魔術師の理屈を超えた、それは“破壊の理”だった。
「……な、なんだ今の……」
ノアが掠れた声を漏らす。
返答はない。レオンは剣を鞘に納める。感情の欠片も浮かばないその横顔は、まるで“出来すぎた機械”のようだった。

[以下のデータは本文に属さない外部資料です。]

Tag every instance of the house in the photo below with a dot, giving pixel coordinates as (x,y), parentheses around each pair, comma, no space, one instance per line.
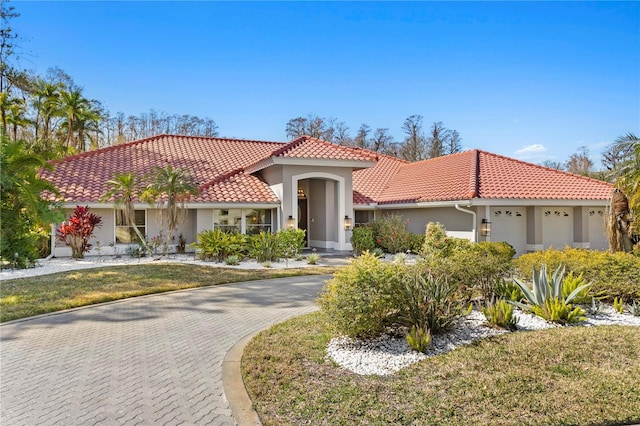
(248,186)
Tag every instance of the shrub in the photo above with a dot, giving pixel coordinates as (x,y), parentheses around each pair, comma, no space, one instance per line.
(218,244)
(362,239)
(437,244)
(570,283)
(476,267)
(290,242)
(264,247)
(612,274)
(557,310)
(546,298)
(391,234)
(358,301)
(428,302)
(500,315)
(508,290)
(313,259)
(416,241)
(419,339)
(78,229)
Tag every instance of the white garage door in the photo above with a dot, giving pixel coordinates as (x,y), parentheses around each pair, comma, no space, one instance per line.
(510,224)
(597,234)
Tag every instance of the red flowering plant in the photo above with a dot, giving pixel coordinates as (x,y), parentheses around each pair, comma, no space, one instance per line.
(77,230)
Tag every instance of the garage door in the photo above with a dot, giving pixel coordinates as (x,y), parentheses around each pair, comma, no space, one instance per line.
(509,224)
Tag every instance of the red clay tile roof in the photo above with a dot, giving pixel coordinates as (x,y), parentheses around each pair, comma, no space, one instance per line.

結界外ではEクラスがざわついている。サラは言葉もなく、呆然としている。
「大丈夫か?レナ」
エリックがレナに振り向く。
「なっ、何が起きたの?」
「魔力の暴発だ。Sクラス、それも魔術師のノアが起こすなんて初めて見たぞ。その暴発した魔法をレオンが斬った。あり得ねえ」
エリックは真っ青な顔をしていた。レオンが魔術を消滅させなければ、自分を含めて怪我していたのは確実だった。
「何をしている! 訓練は中止だ!」
怒声が響いた。
漆黒の外套を纏った監督官が、魔力探知の結晶を叩きつけるようにして叫ぶ。
焦げた魔力痕が実技場の床一面に広がっていた。
「Sクラスの訓練で暴発を起こすなど、前代未聞だぞ! それも下級生の見学中にだ! この責任、どう取るつもりだ!」
ノアは咄嗟に頭を下げた。
「ち、違うんです! 魔術が……暴発して──」
「言い訳は聞いていない!」
教師の叱責が続く中、レオンはただ静かに佇んでいた。実技場のざわめきは、まだ収まらなかった。